Now at this point it would be easy to think that this is just a personal vendetta from F365’s most prominent gobshite Spurs fan (Ian King may be the proper writer who gets nominated for all awards and that, but I’m confident I’ve got him beat on gobshitery) but it’s actually the opposite.

We desperately want to believe in Wenger. He possesses a rare combination of vast success, huge experience and reputation as a prominent thinker on and about the game who is able to express that in a plausibly affable manner. We like the old Gooner bastard. Or at least we liked him.

If some anti-Arsenal sentiment clouded our view of Wenger then this would be easy. We’d revel in the proof of his villainy rather than desperately seeking an implausible alternative way out. We want to believe in him. We want to believe he could actually save FIFA and football from themselves. He could and should be a wise and kindly statesmanlike figure. We might not have wanted his Arsenal sides to have any nice things happen to them ever but we thoroughly respected him. Like Wes Mantooth respected Ron Burgundy.

This is the man who convinced a group of English football’s most infamous roustabouts that pasta was better for them than eight pints of strong lager, for goodness’ sake. He revolutionised English football. We thought he was one of us, not one of them. And we’re not talking about any trifling club allegiance here, but allegiance to this game, this daft sport that grabbed us all at some point in our lives and never let go.

But he isn’t, is he? Not now anyway, if he ever was. He’s one of them. He’s a baddy.
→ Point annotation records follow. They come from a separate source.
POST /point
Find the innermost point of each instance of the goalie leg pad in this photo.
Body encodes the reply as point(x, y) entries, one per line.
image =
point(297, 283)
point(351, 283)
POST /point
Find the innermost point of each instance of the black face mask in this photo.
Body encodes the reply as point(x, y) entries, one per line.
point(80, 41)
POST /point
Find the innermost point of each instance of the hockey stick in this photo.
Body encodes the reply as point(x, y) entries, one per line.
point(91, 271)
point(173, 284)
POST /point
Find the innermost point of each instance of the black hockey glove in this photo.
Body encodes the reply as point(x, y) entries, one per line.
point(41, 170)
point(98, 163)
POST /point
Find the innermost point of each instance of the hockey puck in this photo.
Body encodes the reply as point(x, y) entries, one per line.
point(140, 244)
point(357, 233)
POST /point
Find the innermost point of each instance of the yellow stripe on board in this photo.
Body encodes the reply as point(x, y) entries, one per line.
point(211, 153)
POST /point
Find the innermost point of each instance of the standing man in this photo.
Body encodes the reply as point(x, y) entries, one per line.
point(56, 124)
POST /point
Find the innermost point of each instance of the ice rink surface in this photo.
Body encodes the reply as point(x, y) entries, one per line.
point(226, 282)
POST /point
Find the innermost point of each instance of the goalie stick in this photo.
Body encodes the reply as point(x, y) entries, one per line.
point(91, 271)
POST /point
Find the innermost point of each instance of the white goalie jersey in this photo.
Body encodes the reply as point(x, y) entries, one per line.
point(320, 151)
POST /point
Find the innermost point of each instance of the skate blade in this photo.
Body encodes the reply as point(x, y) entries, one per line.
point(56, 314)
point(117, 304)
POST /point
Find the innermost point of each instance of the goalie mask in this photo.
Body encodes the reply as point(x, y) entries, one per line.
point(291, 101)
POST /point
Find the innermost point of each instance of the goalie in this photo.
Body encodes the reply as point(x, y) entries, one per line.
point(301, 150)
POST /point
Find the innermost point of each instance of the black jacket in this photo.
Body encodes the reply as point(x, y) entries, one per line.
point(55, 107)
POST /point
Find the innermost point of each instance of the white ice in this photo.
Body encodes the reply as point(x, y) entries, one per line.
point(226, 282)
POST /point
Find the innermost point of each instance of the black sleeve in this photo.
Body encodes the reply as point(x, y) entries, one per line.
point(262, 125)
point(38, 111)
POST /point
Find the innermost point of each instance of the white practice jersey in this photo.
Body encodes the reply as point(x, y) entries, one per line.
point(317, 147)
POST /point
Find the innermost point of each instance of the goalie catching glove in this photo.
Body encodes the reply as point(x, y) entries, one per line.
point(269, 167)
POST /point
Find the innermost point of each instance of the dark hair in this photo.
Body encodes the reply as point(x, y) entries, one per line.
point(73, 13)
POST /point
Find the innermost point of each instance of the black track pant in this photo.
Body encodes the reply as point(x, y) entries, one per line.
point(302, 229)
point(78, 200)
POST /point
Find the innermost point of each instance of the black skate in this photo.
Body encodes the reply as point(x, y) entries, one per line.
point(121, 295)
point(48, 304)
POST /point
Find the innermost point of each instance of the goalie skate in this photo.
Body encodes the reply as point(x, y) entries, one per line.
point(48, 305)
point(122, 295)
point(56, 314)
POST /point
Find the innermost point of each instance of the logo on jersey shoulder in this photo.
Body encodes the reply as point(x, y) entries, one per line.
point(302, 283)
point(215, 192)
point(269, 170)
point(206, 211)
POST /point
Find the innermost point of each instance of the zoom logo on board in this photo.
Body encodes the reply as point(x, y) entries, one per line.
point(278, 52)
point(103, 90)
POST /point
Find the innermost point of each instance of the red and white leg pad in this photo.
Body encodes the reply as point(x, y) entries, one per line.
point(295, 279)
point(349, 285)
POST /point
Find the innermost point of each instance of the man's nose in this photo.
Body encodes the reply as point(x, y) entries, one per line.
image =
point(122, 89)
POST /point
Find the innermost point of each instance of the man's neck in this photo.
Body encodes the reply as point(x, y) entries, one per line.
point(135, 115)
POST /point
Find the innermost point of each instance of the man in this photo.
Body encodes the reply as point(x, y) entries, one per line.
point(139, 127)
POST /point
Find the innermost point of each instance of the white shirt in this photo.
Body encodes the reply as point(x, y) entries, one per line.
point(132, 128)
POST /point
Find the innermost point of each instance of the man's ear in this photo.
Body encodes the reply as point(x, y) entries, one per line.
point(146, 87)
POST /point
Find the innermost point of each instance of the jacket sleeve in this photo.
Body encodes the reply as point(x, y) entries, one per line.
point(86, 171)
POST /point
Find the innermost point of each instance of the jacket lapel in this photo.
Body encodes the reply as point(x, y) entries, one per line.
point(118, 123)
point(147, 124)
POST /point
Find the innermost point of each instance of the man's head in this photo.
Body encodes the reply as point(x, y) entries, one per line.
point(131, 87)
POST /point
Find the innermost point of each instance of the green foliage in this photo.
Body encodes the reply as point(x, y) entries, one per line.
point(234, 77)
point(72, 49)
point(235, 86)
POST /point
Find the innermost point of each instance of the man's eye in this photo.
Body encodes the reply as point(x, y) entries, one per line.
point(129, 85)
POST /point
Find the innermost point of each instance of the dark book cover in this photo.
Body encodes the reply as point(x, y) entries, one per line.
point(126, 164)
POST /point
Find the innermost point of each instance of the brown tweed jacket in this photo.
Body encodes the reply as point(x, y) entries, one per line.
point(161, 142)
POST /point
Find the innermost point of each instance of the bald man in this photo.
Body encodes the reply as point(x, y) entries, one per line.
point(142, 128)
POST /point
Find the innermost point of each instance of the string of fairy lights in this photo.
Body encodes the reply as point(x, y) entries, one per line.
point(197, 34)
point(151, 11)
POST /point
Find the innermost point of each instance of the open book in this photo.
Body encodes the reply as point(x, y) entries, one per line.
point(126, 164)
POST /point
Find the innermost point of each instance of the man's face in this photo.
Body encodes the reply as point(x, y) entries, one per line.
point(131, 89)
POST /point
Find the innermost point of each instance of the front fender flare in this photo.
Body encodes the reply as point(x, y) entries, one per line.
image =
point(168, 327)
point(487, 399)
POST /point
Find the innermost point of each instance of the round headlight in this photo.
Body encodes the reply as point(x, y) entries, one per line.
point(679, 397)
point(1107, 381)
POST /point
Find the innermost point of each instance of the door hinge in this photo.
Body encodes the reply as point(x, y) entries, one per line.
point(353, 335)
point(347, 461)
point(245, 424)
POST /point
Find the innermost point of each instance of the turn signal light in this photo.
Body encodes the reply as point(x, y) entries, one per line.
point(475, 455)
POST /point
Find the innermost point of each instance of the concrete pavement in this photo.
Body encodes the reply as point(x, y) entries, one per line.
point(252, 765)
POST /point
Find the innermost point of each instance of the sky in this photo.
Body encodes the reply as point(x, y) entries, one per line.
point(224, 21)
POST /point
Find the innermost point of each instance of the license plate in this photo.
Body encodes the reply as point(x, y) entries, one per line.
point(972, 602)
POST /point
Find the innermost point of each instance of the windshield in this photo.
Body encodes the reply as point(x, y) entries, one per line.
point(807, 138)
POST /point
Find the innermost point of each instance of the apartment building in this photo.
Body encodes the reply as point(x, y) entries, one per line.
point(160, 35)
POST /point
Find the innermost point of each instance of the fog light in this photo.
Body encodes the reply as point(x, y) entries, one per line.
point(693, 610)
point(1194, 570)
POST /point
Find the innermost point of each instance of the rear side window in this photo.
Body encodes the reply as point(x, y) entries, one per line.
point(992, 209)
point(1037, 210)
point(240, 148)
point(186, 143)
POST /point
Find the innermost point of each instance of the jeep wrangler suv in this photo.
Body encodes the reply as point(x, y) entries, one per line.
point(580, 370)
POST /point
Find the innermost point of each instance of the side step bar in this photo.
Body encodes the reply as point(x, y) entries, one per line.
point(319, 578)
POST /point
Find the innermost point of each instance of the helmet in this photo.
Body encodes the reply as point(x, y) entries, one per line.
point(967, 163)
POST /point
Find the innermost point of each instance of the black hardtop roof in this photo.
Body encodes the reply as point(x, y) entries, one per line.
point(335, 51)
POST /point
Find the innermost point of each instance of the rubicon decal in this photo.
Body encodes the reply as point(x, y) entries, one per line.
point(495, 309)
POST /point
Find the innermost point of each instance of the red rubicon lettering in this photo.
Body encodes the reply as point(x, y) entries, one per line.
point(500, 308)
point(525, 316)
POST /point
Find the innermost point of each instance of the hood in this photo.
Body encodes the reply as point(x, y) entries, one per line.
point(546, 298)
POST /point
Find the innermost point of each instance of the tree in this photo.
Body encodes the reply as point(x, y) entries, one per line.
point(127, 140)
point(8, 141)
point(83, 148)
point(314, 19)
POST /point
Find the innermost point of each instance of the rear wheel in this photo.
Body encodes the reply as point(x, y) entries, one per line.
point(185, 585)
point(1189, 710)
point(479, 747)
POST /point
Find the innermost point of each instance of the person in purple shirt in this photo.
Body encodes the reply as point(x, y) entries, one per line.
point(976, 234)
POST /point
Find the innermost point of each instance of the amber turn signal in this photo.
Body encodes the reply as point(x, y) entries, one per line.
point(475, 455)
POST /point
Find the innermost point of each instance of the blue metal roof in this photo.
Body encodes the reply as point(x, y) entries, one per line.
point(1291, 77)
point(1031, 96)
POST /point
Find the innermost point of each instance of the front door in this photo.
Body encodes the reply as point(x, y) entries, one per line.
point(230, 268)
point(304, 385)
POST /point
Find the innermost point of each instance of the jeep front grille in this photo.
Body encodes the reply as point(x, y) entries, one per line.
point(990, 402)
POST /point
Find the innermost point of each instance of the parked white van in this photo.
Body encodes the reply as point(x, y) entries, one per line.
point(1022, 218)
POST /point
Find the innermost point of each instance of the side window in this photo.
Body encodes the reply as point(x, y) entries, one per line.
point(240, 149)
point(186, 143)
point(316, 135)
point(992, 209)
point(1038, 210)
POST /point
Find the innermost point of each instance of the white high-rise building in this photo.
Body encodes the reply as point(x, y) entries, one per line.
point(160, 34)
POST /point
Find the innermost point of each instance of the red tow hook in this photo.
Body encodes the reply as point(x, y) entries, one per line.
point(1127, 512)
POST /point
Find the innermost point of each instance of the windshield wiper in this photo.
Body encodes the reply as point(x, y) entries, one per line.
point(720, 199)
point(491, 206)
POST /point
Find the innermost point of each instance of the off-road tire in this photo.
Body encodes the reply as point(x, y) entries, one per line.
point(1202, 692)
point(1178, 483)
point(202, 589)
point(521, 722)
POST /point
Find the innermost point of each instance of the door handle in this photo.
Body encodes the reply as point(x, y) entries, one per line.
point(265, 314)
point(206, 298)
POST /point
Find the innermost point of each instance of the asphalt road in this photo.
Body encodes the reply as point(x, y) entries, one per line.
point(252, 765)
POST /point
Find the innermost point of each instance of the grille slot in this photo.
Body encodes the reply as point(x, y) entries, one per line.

Our flimsy 4D chess concept doesn’t work at all, because for that to work you’d have to ignore pretty much everything else he’s said and done since taking the FIFA coin. He is the loudest and more persistent proponent, for instance, of a biennial World Cup for which he claims near unanimous support from “football people” but which almost nobody outside FIFA’s gilded walls appears to actually want. Certainly not Arsene Wenger of seven years ago who, as Arsenal manager, launched an impassioned and compelling critique of a bloated calendar that failed to put player welfare anywhere near the top of its priority list.

Wenger has also consistently backed the Qatar World Cup since joining FIFA, giving a glowing interview for the official website in which as well as holding up ‘Qatar 2022’ shirts he declared the tiny state’s preparations for the tournament as “a good lesson for every country”. We must sadly conclude he didn’t mean this in a ‘how not to do it’ kind of way. You know, given everything else.

Wenger has also, in his time at FIFA, been critical of positive discrimination. His thoughts on that subject (“This is also discrimination because people who are better may not get the job”) suggest someone being wilfully disingenuous or failing to grasp the entire underlying purpose which, it should go without saying, is not to hand jobs to the unqualified or unsuitable but to address the systemic historical lack of opportunities. For someone literally nicknamed Le Professeur, it seems a push to suggest he truly doesn’t get such a simple idea.

And we’ve not even started on his assorted insane non-solutions to the Offside Problem.

So no. Wenger is not playing some grand game, nobly sacrificing himself and trashing what’s left of his own reputation in order to cleverly draw attention to something we may all be slightly guilty of allowing to drift from the front of our minds.

But we should still be grateful to him for the reminder, even as it confirms that he is now without doubt one of Them.